Joey Hess has a collection of general purpose Unix utilities called
moreutils. This is available on pretty
much every Linux distribution I know of under the unsurprising package name
moreutils
. There are a few good things in here, but my favorite by far is the
sponge(1)
command.
Explaining what sponge is and why it's useful is easiest with an example.
Suppose that you've done some complex shell pipeline and redirected the output
to a file called file.txt
. You realize that you've accidentally included some
extra lines in the file, and you want to remove them using grep
. Conceptually
what you want to do is:
# incorrectly try to remove lines from file.txt
grep -v badpattern file.txt > file.txt
The issue is that this doesn't work---or at least, it doesn't do what you might
expect. The problem is that when you use the >
operator in bash it immediately
opens the file for writing, truncating it. This happens before the first part of
the pipeline runs: in this case, before the grep
command is invoked. This
means that when grep
runs it will see file.txt
as an empty file and
consequently this shell invocation will always leave you with an empty file.

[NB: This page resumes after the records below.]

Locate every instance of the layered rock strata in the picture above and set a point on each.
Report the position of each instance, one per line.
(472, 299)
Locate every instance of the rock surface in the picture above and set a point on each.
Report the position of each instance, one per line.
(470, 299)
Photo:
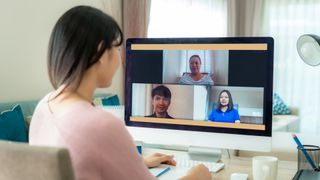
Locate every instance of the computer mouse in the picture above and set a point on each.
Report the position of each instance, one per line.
(239, 176)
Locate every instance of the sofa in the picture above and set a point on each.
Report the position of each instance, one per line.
(15, 117)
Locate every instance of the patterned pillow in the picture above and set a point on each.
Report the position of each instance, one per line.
(279, 107)
(12, 125)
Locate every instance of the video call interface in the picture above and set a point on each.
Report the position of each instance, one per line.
(212, 86)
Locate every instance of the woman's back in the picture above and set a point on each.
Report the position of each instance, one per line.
(99, 145)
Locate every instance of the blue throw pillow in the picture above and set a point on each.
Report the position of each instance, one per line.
(12, 125)
(279, 107)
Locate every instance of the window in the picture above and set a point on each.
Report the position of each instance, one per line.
(188, 18)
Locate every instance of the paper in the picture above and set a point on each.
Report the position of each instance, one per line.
(173, 173)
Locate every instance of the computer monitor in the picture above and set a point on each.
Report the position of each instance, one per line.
(168, 102)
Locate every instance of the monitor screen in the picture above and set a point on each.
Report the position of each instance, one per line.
(220, 85)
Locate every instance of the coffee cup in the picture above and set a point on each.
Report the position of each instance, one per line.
(264, 168)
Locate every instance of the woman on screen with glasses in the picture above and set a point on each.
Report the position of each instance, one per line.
(84, 55)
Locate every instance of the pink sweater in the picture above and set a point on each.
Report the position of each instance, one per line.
(99, 144)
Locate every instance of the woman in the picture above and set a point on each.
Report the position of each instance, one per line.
(224, 112)
(195, 77)
(84, 55)
(161, 99)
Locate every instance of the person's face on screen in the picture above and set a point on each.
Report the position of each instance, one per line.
(224, 99)
(160, 104)
(195, 65)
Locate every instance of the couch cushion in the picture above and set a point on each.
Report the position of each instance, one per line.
(279, 107)
(12, 125)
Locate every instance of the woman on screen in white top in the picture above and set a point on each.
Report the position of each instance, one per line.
(195, 77)
(84, 55)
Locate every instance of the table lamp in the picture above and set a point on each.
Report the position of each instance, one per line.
(308, 47)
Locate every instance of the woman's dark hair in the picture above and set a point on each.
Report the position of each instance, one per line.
(197, 56)
(161, 91)
(74, 43)
(230, 104)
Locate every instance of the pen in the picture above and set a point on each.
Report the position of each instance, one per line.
(304, 152)
(164, 171)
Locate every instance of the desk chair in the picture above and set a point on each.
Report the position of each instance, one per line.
(23, 161)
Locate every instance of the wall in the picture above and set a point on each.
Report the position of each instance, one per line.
(24, 36)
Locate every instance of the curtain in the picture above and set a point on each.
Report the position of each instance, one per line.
(297, 83)
(136, 18)
(188, 18)
(244, 17)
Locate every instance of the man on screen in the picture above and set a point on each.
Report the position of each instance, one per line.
(161, 98)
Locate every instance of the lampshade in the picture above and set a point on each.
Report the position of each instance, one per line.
(308, 47)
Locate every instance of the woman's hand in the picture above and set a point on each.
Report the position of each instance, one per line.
(156, 159)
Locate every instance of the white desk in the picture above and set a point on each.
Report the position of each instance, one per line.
(286, 169)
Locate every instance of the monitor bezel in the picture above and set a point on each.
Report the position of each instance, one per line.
(222, 40)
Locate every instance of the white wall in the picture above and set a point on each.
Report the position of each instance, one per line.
(24, 36)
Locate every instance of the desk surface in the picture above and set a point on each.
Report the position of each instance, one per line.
(286, 169)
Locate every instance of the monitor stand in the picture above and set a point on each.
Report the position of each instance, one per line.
(204, 154)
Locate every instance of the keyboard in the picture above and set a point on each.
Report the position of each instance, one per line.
(188, 163)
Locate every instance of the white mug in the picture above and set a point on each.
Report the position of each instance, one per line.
(264, 168)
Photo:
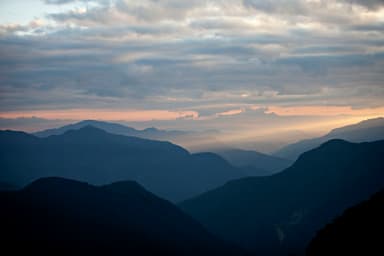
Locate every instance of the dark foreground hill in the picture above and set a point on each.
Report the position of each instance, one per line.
(58, 216)
(280, 214)
(356, 232)
(93, 155)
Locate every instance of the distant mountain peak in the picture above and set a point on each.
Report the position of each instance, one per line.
(54, 183)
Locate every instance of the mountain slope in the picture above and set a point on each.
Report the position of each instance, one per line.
(281, 213)
(356, 232)
(70, 217)
(365, 131)
(93, 155)
(114, 128)
(262, 163)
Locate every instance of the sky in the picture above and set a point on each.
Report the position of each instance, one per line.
(249, 68)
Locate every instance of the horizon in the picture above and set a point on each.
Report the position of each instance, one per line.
(256, 71)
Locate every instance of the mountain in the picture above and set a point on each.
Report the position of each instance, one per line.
(148, 133)
(93, 155)
(279, 214)
(61, 216)
(356, 232)
(6, 186)
(262, 164)
(365, 131)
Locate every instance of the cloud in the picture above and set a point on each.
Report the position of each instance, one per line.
(371, 4)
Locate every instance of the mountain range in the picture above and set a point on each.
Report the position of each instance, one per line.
(56, 216)
(115, 128)
(257, 163)
(356, 232)
(93, 155)
(280, 214)
(365, 131)
(262, 164)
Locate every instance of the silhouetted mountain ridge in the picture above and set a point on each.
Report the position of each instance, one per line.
(93, 155)
(69, 217)
(262, 164)
(279, 214)
(365, 131)
(356, 232)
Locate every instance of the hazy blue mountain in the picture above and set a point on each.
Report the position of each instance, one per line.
(59, 216)
(93, 155)
(279, 214)
(149, 133)
(356, 232)
(365, 131)
(262, 164)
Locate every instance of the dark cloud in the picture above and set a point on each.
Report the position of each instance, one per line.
(207, 56)
(370, 4)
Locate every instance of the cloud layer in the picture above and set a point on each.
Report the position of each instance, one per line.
(213, 58)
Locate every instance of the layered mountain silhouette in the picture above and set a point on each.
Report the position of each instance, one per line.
(262, 164)
(114, 128)
(365, 131)
(59, 216)
(93, 155)
(356, 232)
(279, 214)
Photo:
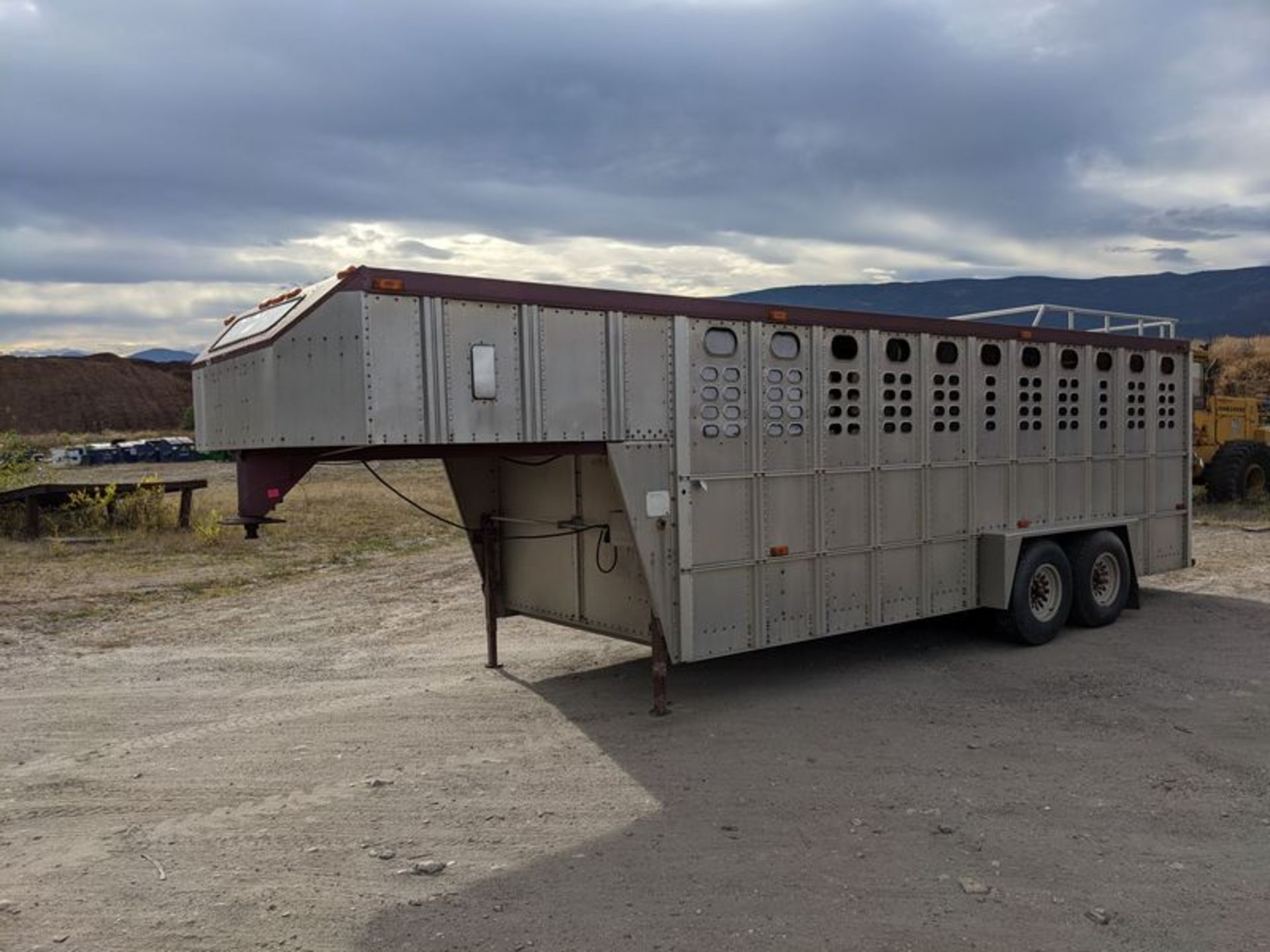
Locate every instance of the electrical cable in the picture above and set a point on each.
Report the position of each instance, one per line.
(605, 537)
(473, 532)
(404, 498)
(526, 462)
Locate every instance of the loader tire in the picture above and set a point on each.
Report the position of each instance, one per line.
(1240, 469)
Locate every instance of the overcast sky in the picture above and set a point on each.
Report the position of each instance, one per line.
(167, 163)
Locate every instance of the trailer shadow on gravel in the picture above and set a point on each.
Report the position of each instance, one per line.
(923, 786)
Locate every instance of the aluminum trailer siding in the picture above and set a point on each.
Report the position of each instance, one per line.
(766, 475)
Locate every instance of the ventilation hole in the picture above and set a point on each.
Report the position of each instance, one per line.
(720, 342)
(843, 347)
(785, 346)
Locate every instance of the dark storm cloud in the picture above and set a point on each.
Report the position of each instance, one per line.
(179, 131)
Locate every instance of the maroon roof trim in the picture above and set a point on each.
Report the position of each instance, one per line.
(519, 292)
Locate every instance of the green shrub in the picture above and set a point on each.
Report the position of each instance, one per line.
(17, 461)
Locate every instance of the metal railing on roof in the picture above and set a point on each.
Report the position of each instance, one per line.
(1086, 319)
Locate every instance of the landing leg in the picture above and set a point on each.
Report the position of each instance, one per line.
(661, 668)
(489, 571)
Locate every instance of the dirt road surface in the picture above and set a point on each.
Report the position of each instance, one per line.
(257, 768)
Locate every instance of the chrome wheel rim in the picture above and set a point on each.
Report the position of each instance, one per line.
(1046, 593)
(1105, 580)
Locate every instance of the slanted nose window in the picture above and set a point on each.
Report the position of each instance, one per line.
(484, 380)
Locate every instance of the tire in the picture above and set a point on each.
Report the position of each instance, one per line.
(1040, 598)
(1101, 576)
(1240, 469)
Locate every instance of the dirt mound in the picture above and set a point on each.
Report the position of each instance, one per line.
(92, 394)
(1242, 366)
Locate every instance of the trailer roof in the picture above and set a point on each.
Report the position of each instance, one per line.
(384, 281)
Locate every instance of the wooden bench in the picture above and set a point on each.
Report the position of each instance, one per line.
(55, 494)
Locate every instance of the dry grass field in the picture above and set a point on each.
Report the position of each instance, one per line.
(212, 744)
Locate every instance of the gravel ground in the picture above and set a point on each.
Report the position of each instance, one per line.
(265, 768)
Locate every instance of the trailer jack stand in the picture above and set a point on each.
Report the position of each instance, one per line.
(489, 578)
(661, 668)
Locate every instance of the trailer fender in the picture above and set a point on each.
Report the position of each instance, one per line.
(999, 555)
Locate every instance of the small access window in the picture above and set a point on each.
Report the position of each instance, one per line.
(257, 323)
(484, 379)
(720, 342)
(785, 346)
(843, 347)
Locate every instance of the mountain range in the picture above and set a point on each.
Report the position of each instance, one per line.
(1208, 303)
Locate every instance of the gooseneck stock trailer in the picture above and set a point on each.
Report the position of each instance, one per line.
(712, 476)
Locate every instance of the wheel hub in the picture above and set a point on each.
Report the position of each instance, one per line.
(1046, 593)
(1105, 580)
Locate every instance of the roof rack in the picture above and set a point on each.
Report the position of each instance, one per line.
(1086, 319)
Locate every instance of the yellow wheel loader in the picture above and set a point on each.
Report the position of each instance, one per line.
(1231, 438)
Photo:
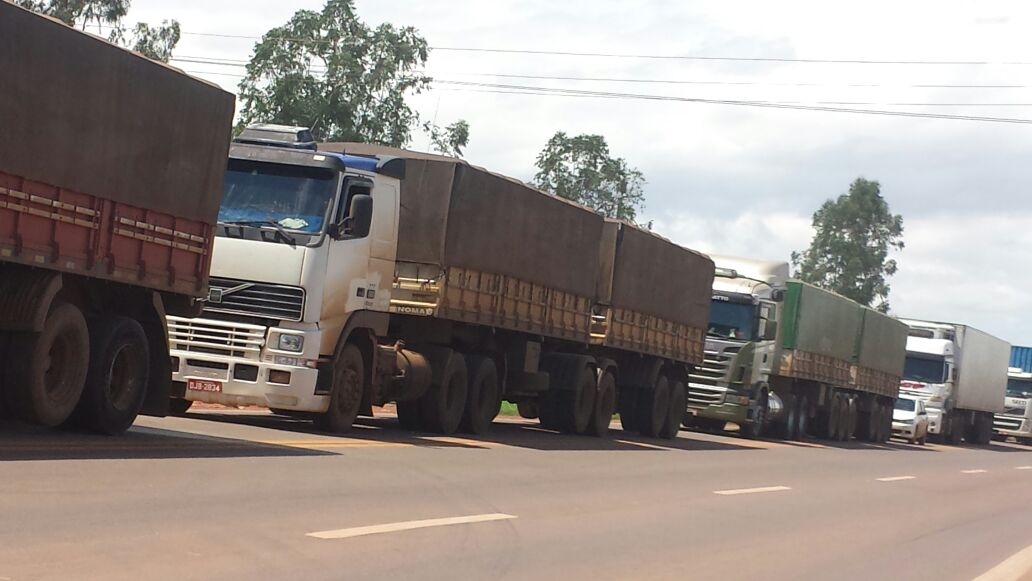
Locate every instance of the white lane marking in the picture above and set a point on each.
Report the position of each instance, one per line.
(1014, 568)
(408, 525)
(751, 490)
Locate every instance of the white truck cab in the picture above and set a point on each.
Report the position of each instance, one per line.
(304, 239)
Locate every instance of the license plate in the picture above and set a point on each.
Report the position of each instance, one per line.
(202, 385)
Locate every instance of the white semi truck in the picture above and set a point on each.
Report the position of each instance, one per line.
(343, 282)
(1016, 420)
(961, 374)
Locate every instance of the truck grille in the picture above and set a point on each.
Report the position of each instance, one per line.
(713, 368)
(1006, 422)
(279, 302)
(216, 337)
(701, 395)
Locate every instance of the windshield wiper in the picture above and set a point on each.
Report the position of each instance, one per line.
(281, 232)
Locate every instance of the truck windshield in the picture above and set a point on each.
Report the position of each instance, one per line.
(732, 320)
(905, 405)
(292, 197)
(925, 369)
(1019, 388)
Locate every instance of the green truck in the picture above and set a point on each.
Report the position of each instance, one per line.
(785, 357)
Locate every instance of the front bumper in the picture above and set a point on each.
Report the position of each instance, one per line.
(234, 357)
(1011, 426)
(903, 429)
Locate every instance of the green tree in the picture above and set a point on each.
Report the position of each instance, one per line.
(155, 42)
(580, 168)
(449, 140)
(849, 251)
(329, 71)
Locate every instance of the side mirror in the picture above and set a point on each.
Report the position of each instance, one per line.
(361, 215)
(359, 219)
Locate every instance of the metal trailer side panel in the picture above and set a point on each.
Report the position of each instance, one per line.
(85, 116)
(73, 232)
(880, 354)
(1022, 357)
(657, 294)
(981, 370)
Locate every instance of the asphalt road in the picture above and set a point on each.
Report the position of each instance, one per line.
(250, 495)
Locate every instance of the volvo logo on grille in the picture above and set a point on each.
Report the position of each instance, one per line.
(216, 295)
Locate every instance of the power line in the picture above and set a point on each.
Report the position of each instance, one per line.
(243, 63)
(765, 104)
(640, 56)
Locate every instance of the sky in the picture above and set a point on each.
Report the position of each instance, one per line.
(735, 180)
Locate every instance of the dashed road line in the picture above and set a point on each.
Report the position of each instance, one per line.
(408, 525)
(735, 491)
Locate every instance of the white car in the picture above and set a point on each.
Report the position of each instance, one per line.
(910, 420)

One way to fix this is to use an intermediate output file, perhaps like this:
# correct version, using a temporary file
grep -v badpattern file.txt > tmp.txt
mv tmp.txt file.txt
This works because the output is fully written to a new file before replacing the input file. But it's two steps, and if you're like me you're likely to end up with a lot of random semi-processed files that you need to clean up later.
There's a better way to do this using sponge. You do it like this:
# correct version, using sponge
grep -v badpattern file.txt | sponge file.txt
What happens here is that sponge will buffer all of the data it gets on stdin
into memory. When it detects the EOF condition on stdin it will then write all
of the data it buffered to a file named by its argument. By convention you would
use the input file as this argument. The end result is that file.txt
won't be
truncated until after it's been fully read by the left hand side of the pipe.
The only caveat to be aware of is that because the output is first buffered into
memory, you may run into problems if the output file is too large (i.e. larger
than the amount of free memory you have). However I've very rarely found that to
be the case, and I'm a happy regular user of sponge.